There are no validated objective criteria for activating the severe section of an action plan. For each patient, the clinician should specify a level of symptoms or peak flow at which urgent action would be needed to prevent serious outcomes such as hospitalisation. Typical indicators for this step might be failure to improve after 2–3 days on the previous step, or rapid deterioration, or needing the reliever again within three hours. For patients using budesonide/eformoterol as maintenance and reliever therapy, addition of oral corticosteroids should be considered if the patient exceeds six reliever inhalations a day or is not improving over 2–3 days.
Reliever medication
Emphasise that for short periods the reliever can be used as often as needed, but that if it is needed more than four-hourly, medical review should be obtained. If the patient is using a metered dose inhaler, the reliever should be inhaled through a spacer (one puff at a time, shaking the inhaler between each puff) to improve effectiveness.8,9 Stress that a nebuliser is not needed, as inhaler plus spacer is just as effective.12
Oral corticosteroids
For severe exacerbations, a short course of prednisolone, started by the patient following agreed criteria, is the recommended option. These criteria should state when the patients should also call their doctor or go to hospital.
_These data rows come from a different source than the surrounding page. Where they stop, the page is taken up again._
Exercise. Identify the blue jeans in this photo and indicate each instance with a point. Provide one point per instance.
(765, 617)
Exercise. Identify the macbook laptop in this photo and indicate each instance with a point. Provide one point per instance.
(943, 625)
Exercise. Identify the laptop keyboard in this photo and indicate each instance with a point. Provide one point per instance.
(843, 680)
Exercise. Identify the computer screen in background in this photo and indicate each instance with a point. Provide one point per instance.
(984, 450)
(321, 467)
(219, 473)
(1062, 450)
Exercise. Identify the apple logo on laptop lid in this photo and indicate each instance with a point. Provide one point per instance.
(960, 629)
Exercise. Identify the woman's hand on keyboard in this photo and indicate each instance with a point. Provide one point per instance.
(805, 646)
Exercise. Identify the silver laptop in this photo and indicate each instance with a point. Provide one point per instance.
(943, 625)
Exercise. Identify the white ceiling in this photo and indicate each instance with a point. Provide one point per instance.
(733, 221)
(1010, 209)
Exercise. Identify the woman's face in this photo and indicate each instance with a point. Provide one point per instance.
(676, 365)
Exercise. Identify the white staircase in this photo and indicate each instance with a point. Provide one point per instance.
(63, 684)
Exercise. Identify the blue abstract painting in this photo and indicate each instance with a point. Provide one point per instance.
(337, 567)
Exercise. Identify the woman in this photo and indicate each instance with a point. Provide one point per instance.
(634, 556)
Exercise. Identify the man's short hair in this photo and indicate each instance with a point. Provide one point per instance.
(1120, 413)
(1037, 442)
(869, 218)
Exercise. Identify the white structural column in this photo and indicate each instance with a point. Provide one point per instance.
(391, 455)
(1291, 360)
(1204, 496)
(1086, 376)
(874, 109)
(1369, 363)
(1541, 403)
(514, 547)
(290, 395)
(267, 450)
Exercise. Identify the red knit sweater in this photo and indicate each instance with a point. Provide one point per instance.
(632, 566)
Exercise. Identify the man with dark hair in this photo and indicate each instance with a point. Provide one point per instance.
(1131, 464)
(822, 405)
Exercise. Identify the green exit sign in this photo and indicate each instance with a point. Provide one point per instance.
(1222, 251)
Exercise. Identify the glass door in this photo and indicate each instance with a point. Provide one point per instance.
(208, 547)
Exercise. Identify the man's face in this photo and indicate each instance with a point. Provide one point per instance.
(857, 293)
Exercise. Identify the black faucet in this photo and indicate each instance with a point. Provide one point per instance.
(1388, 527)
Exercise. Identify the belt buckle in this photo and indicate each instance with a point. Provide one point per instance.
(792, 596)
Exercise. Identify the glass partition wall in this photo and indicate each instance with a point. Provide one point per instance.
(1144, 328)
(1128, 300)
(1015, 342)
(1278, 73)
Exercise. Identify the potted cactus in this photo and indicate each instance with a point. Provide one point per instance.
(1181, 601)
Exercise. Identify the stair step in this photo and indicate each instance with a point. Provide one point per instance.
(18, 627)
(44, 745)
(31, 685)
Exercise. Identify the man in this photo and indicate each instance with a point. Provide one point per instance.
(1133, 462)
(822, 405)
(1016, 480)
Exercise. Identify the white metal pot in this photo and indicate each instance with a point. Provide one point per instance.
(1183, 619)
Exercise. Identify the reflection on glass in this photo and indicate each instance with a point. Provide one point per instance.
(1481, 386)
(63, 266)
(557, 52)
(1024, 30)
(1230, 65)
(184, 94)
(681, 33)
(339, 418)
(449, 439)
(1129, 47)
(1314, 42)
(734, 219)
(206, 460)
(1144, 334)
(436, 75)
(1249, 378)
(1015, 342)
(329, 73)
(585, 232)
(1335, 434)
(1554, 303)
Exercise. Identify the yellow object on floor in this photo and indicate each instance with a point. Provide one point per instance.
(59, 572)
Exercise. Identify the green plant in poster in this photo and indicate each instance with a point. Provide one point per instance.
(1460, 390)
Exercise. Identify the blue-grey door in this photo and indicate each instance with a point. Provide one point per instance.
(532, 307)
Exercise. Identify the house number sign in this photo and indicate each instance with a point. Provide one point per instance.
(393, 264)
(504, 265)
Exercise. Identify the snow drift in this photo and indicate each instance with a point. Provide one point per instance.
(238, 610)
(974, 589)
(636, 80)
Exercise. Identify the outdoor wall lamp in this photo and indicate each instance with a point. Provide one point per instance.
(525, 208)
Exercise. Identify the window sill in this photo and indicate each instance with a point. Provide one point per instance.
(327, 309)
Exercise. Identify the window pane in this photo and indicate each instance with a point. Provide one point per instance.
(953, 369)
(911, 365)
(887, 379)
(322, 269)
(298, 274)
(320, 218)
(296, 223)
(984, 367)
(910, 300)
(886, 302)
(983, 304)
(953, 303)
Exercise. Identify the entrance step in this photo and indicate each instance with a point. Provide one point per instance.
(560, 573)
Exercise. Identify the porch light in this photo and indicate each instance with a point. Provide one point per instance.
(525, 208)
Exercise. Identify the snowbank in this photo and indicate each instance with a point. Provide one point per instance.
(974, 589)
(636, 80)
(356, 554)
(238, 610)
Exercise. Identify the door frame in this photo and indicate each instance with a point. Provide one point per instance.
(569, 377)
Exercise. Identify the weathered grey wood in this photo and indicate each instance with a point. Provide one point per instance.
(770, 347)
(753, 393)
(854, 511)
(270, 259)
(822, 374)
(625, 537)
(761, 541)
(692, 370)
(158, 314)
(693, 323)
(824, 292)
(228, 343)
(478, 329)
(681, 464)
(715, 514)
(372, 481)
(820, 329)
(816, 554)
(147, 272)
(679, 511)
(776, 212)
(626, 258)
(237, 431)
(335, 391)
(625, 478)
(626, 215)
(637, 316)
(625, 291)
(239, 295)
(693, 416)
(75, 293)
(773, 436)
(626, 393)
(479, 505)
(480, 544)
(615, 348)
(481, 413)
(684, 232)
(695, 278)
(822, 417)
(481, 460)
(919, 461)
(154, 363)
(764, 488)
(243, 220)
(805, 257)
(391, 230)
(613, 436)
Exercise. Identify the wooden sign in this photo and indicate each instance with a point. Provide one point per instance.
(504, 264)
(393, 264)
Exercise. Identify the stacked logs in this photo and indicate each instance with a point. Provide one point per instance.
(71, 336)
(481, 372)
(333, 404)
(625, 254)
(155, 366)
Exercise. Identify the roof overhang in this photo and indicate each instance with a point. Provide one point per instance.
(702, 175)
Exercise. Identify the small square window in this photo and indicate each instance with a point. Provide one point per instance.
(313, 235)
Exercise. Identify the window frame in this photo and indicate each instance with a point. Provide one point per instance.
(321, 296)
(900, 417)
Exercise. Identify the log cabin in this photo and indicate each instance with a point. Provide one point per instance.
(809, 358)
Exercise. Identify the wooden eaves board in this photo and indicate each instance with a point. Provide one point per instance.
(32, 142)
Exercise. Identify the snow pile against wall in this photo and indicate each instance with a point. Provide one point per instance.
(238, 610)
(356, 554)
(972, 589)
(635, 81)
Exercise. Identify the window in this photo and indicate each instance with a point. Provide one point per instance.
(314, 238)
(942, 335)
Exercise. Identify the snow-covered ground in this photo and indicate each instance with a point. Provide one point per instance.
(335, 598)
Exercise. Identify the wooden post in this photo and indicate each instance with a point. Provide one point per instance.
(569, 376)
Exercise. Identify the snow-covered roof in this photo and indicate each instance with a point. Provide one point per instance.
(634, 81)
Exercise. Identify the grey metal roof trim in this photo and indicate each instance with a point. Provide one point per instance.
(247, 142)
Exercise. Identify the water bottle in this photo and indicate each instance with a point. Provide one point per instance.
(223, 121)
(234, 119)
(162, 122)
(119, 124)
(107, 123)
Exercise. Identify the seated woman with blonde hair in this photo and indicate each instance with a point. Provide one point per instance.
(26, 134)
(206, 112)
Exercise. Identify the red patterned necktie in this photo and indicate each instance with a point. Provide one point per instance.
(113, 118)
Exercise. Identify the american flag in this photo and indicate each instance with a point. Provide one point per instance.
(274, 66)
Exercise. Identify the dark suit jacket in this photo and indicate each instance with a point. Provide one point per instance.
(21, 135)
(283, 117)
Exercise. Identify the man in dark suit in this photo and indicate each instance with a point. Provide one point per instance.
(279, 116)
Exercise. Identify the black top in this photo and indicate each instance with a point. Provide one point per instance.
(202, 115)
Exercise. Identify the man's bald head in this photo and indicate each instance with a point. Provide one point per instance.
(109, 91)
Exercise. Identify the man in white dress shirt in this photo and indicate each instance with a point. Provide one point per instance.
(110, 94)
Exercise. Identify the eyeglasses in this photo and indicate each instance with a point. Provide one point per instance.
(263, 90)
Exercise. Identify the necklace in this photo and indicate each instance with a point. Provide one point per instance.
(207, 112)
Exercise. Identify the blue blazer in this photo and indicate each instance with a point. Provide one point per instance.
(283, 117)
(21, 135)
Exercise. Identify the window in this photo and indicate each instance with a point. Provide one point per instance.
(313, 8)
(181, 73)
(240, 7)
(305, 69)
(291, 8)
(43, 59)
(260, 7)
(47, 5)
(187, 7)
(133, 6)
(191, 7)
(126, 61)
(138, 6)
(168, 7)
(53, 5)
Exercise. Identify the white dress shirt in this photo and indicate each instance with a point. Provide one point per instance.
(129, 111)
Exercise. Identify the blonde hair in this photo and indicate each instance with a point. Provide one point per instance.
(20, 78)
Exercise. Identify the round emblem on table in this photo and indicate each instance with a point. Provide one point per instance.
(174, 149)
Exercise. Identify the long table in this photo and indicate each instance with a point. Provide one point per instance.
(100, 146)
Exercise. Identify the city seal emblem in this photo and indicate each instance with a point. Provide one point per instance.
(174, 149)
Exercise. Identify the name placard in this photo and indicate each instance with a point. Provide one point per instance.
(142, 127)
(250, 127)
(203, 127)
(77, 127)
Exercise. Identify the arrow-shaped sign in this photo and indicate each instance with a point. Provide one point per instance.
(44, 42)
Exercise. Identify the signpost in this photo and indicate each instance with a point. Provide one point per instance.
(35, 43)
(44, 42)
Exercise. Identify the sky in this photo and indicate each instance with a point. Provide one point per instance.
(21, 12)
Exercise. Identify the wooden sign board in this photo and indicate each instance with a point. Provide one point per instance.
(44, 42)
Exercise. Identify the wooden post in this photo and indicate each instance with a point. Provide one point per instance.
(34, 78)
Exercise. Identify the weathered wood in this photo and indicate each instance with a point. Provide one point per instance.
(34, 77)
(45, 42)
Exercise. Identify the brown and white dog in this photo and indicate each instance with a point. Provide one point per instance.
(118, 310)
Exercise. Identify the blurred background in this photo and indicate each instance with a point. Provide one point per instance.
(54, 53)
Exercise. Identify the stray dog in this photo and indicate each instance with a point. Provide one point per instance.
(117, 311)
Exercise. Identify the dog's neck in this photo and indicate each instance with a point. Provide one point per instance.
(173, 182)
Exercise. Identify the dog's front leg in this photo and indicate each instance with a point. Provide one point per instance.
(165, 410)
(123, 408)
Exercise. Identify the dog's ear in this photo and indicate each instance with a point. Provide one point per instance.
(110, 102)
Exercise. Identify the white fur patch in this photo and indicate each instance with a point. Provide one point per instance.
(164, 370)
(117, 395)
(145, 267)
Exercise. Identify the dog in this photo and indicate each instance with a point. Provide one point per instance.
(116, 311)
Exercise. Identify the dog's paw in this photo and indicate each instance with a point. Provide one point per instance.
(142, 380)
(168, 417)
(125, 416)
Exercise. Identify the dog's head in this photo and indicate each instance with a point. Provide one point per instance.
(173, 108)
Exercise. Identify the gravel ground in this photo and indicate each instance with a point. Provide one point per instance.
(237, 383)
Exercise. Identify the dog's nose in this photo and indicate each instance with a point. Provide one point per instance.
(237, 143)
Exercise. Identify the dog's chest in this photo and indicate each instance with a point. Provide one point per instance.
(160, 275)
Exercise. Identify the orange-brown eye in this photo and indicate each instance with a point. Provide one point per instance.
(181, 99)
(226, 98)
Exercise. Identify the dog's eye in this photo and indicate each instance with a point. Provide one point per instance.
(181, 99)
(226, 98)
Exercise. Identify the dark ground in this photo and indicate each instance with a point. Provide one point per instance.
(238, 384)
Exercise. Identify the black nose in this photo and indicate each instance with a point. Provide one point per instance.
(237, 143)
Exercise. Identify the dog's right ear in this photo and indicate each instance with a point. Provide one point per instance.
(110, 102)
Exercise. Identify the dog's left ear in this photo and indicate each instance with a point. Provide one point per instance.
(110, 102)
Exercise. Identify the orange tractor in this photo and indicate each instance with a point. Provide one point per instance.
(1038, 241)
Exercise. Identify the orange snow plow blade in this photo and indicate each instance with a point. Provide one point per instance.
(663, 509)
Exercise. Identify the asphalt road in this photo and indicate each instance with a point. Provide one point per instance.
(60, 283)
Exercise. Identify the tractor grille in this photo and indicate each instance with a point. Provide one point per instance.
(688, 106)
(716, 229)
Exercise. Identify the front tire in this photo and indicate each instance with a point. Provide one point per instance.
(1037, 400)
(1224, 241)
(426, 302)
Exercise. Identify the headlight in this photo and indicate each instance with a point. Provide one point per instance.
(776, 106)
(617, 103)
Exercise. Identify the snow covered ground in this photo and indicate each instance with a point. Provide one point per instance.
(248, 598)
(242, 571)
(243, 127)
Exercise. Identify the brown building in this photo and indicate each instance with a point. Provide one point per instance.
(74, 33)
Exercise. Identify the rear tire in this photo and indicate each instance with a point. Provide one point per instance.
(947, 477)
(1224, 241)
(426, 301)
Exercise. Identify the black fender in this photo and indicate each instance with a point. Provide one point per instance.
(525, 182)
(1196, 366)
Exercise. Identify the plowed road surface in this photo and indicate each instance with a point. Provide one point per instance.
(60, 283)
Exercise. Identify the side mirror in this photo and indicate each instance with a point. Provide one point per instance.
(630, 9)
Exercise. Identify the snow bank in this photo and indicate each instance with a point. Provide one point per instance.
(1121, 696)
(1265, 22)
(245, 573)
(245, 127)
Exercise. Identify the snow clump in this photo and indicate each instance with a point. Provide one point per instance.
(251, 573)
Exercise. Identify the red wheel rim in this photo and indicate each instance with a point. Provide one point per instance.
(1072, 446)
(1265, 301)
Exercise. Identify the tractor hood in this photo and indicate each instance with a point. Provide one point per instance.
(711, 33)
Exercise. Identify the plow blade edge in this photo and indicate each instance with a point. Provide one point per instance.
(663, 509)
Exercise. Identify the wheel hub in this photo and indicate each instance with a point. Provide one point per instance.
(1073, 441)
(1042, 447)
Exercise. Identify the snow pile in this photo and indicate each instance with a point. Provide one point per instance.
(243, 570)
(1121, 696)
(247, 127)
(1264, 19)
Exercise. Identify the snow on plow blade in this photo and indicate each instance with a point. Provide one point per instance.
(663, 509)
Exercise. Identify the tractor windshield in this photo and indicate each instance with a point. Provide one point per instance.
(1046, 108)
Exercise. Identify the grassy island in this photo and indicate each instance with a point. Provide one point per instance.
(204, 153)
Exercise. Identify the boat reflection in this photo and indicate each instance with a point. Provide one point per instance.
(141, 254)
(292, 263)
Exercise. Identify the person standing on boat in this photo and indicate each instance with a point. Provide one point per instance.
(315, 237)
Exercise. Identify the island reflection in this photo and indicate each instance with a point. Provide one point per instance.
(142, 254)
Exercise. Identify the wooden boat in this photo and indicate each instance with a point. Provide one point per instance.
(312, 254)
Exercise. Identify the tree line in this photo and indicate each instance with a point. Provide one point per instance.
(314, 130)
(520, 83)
Evidence for adults supports a daily dose of 50 mg (2 x 25 mg tablets) for a period of five days. Longer courses are not usually needed, so there is no need to taper the dose except if adverse effects are troublesome or treatment has been continued for more than two weeks.5 It is important to discuss potential adverse effects such as irritability, depression, insomnia and weight gain, to emphasise that these resolve quickly, and to advise that the dose can be adjusted in future. Insomnia is reduced by taking prednisolone in the morning rather than twice daily.
While underuse of prednisolone is a danger for patients who experience depression, irritability or increased weight, a tendency to overuse (and hence greater risk of osteoporosis and cataracts) may be seen in patients who experience euphoria. Patients with diabetes should be asked to check their blood glucose more often when taking oral steroids as they may need to adjust their treatment.
Preventer medication
Remind patients to keep taking their preventer medication during severe exacerbations. Explain that although they are also taking an oral corticosteroid, inhaled corticosteroids work by a different mechanism so both are needed.
When asthma improves
Additional inhaled therapy should be continued for at least a week after symptoms resolve. Arrange for a follow-up visit after any severe exacerbation, to identify the trigger and assess whether maintenance treatment needs to be modified. The action plan should also be reviewed (see Box).